I’ve been stopped while trying to do the exercise for the dictionaries section of Scientific Computing with Python. I follow the exercise video while working at my own pace, and I’m quickly able to verify that the code is not the issue. I run Spyder on Python 3.7, and up to this point, every bit of code I put in came out fine. Evidence:
fname = input('Enter File: ')
if len(fname) <1 :
fname = 'clown.txt'
hand = open(fname)
di = dict()
line 12, in <module>
di = dict()
TypeError: 'dict' object is not callable
Did you maybe make a dictionairy called “dict”? A common beginner issue is to overwrite Python keywords. Which Python doesn’t mind but ofcourse if you later try to use the keyword, you run into an error.
Because the error suggest dict would be an dict-object, instead of a function CREATING a dict-object.
dict() should create a empty dictionary for di, as that’s it’s function, and the code is identical to that of the exercise video, which I’ve included, with the timestamp of where I had to stop due to this issue.
And, for whoever asked for the full code, I’m posting it here(minus the few lines that spyder puts in containing personal info)

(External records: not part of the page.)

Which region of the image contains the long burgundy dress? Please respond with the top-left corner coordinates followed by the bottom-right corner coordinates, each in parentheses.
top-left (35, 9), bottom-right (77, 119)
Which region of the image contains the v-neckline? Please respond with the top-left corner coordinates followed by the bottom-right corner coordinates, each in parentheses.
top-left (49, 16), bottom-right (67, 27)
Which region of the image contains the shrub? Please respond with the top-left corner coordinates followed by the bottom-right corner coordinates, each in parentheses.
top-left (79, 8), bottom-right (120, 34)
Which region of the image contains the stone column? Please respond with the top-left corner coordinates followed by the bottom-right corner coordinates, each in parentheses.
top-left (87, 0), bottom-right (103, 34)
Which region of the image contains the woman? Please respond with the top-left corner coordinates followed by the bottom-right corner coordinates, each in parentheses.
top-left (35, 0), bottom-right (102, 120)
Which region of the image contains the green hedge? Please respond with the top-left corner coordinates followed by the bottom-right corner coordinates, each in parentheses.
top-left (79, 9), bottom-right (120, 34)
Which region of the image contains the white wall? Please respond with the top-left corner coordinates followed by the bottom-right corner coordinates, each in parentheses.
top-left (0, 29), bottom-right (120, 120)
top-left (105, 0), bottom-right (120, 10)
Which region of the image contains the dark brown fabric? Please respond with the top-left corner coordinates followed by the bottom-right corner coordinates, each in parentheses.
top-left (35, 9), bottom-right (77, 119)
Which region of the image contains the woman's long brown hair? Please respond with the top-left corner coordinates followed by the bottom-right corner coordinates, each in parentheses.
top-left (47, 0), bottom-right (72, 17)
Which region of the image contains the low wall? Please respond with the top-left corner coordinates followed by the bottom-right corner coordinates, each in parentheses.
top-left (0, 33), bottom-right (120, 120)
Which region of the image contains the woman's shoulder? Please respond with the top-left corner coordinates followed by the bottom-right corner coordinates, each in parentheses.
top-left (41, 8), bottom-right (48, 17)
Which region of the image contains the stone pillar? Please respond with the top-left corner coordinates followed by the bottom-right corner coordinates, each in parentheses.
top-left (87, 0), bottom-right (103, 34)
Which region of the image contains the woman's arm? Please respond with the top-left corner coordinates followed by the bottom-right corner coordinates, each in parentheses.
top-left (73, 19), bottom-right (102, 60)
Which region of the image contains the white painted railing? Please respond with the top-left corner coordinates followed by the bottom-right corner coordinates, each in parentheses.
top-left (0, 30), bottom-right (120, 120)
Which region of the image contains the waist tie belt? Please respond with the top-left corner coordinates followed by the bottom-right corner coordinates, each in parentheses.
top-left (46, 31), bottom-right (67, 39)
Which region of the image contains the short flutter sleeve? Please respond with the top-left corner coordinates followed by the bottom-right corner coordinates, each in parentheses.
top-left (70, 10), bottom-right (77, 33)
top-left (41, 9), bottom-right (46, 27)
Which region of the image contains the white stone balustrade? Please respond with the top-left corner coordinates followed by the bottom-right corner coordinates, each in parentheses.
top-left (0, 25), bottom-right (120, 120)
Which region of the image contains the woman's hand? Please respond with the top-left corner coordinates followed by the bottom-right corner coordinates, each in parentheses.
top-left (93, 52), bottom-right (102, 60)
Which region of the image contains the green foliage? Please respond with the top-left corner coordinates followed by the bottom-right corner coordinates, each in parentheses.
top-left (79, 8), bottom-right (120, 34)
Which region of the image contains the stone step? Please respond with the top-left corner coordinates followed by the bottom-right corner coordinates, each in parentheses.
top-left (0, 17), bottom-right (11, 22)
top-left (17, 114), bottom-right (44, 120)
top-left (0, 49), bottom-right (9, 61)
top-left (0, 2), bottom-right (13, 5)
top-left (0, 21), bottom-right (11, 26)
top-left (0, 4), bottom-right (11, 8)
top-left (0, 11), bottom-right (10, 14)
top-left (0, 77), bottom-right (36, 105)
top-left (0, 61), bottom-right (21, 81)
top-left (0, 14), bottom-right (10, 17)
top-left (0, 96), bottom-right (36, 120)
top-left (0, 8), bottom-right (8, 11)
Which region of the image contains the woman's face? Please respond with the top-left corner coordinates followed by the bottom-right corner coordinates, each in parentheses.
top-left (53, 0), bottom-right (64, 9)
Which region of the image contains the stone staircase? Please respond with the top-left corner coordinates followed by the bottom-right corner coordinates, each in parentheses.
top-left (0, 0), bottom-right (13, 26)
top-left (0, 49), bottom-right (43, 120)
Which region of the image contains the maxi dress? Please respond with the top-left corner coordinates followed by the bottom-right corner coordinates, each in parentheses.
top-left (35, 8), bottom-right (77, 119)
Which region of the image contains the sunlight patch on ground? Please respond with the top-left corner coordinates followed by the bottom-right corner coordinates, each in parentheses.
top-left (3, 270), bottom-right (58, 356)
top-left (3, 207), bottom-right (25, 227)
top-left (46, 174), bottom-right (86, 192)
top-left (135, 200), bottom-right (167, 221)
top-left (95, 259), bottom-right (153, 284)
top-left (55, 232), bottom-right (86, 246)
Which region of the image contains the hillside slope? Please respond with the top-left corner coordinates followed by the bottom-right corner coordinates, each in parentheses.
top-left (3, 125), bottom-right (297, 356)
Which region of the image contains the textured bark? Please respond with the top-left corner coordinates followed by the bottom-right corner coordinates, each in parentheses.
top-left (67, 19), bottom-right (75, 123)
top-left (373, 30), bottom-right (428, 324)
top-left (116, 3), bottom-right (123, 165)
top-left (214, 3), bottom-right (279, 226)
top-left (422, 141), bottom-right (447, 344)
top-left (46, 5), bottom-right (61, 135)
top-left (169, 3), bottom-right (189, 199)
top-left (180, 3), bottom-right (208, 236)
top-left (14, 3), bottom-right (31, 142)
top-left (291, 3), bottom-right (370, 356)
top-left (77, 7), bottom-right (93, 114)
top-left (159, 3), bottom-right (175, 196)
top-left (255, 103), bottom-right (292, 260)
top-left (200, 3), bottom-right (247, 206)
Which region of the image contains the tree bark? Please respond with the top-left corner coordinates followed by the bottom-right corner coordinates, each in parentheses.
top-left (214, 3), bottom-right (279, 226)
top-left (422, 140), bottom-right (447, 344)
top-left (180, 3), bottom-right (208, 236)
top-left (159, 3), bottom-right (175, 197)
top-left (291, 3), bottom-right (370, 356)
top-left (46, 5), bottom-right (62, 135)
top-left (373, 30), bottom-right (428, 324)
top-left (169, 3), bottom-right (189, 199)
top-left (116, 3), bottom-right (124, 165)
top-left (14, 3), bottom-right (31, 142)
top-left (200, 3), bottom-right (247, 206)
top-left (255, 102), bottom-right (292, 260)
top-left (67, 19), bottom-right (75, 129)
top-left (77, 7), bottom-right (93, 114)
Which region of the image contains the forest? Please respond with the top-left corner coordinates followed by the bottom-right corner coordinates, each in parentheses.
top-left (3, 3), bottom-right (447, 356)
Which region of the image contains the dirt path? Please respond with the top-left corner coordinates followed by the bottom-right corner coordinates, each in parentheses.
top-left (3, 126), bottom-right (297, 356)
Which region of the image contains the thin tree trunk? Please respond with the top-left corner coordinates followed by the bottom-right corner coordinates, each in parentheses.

fname = input('Enter File: ')
if len(fname) <1 :
fname = 'clown.txt'
hand = open(fname)
di = dict()
for line in hand:
line = line.rstrip()
# print(line)
wds = line.split()
# print(wds)
for w in wds:
if w in di:
di[w] = di[w] + 1
print('**Existing**')
else:
di[w] = 1
print('**NEW**')
print(w,di[w])
that code is all I’ve written in the editor, at this timestamp in the exercise video 09 - EX - Python for Everybody Course - YouTube (518 seconds after start) shows the exact same code(except there’s one print line added in). I was doing this exercise when this issue happened.
If you add print() statements and they don’t output anything, there is a good chance for whatever reason the interpreter is running another file and not the code you are currently working on.
Restart the entire program, reopen the file and make sure you can add print() and it actually prints something.